Trades in the infamous Reddit-basket of stocks and trades are taking a pounding today, with GameStop down 52.7%, AMC Entertainment off 42.7%, the silver-squeeze flopping and more. CNBC has a longer list if you want to feast your eyes on the carnage.
What a surprise that the thing that was always going to happen, has happened.
While it was quite honestly entertaining as hell to watch WallStreetBets go from cult-classic to internet hero overnight, tempting scads of new traders (check out how much Public has been growing while Robinhood raced to the top of app store charts) to try and take on the professional investing world, this was always going to be the result. Always.

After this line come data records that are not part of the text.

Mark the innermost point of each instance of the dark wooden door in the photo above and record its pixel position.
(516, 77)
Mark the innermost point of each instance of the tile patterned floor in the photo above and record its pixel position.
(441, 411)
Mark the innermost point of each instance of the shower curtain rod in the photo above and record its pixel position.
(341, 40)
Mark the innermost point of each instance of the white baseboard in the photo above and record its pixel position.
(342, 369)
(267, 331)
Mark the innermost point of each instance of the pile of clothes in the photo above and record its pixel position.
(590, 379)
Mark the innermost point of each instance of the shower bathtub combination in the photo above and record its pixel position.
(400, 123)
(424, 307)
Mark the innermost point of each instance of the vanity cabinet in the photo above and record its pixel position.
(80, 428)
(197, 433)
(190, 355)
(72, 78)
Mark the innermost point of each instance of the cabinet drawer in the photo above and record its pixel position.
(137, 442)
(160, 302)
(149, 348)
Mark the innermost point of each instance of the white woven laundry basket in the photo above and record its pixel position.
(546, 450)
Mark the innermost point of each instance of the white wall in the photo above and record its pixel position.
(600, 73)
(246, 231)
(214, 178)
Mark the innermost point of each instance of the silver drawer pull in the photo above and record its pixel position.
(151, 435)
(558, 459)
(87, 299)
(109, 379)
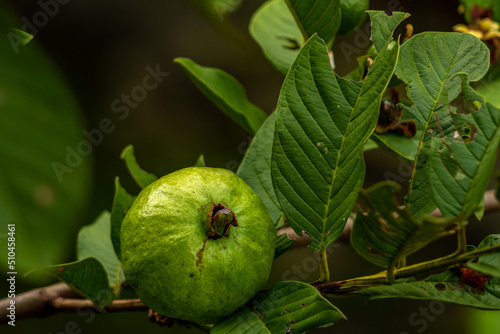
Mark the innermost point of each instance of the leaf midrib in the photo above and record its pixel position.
(426, 127)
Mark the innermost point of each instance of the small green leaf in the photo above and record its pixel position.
(322, 124)
(273, 27)
(255, 168)
(288, 307)
(122, 201)
(217, 8)
(453, 161)
(488, 264)
(384, 25)
(95, 241)
(226, 93)
(475, 5)
(283, 243)
(447, 287)
(140, 176)
(23, 37)
(87, 277)
(384, 232)
(200, 162)
(497, 185)
(312, 16)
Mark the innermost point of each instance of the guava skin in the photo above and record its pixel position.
(171, 263)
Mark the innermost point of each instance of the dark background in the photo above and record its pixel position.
(103, 48)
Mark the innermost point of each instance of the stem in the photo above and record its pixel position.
(324, 273)
(461, 240)
(354, 284)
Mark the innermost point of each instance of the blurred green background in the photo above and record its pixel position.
(103, 48)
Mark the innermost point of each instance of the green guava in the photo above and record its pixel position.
(353, 13)
(197, 244)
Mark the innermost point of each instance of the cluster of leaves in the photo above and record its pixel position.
(306, 162)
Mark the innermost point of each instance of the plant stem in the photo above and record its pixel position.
(461, 240)
(443, 263)
(324, 273)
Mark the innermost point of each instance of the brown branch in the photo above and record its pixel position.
(59, 298)
(491, 204)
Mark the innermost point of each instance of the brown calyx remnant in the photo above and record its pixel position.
(220, 221)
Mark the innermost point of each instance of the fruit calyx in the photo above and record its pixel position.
(220, 220)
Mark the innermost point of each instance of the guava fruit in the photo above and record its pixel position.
(353, 13)
(197, 244)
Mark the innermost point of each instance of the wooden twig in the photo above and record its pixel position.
(59, 297)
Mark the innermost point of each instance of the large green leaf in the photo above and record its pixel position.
(226, 93)
(312, 16)
(322, 124)
(273, 27)
(122, 202)
(95, 241)
(383, 26)
(489, 86)
(489, 263)
(289, 307)
(87, 277)
(453, 162)
(385, 232)
(44, 153)
(255, 168)
(447, 287)
(141, 177)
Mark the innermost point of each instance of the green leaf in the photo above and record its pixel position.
(87, 277)
(45, 159)
(255, 168)
(283, 243)
(384, 25)
(273, 27)
(226, 93)
(489, 86)
(322, 124)
(122, 202)
(470, 5)
(488, 264)
(312, 16)
(22, 38)
(94, 240)
(447, 287)
(217, 8)
(384, 232)
(200, 162)
(497, 185)
(484, 322)
(141, 177)
(289, 307)
(403, 147)
(437, 67)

Why? Because the companies that Reddit's legion of traders decided to pump were ultimately not selected for anything other than price plasticity. GameStop was picked because traders thought they could punish shorts, remember, not because it was going to bring a revolution to video game distribution. Like what Steam did precisely 8 billion years ago.
Let's make our point by way of comparison.

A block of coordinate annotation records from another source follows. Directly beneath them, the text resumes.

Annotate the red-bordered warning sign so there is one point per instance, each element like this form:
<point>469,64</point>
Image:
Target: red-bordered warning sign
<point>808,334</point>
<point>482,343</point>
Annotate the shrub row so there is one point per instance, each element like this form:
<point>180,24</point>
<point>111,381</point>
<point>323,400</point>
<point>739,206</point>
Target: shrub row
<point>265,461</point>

Tesla shares are up 3.7% today, as are the broader American stock markets. Tesla is up not because it is fairly valued, per se, but at least it's a company that's growing, makes money and has a good argument for what the future should look like. It's hard to kill an idea based on something durable.
Compare the Tesla situation to GameStop. There's little relation.
The brick-and-mortar game sales company has lots more room to fall. So does the movie theater chain suffering from the pandemic. But the original trader is still comfortably up. DeepFuckingValue, the Reddit trading icon, was still up 2,800% yesterday. That's probably lower today, if he didn't sell.
What worries me is all these dorks are getting torched today, after promising to stay in the trade yesterday when DeepFuckingValue updated the world on his epic trade:
Those folks probably weren't up 2,800%.
Most of the people who are going to take a bath on the Reddit trades are regular folks: my friends, your siblings. Whereas professional money is probably making money on the way up and down.
This is how these things go. Gravity is real, and no matter how many times you shout stonks in the mirror, crying, while clutching your smartphone, it's hard to keep a bag of shit in the air forever.
In 2021 maybe we don't get 15 minutes of fame. There are so many different social platforms the very idea of 15 minutes of fame is outmoded; there are more slots than ever for everyone to build an audience. Perhaps instead the thing that the common person really wants is their 15 minutes of wealth. That feeling of safety and security and having made it that modern society so reserves for the wealthy few.
Which the stock market gave to a bunch of folks last week. And is taking away this week.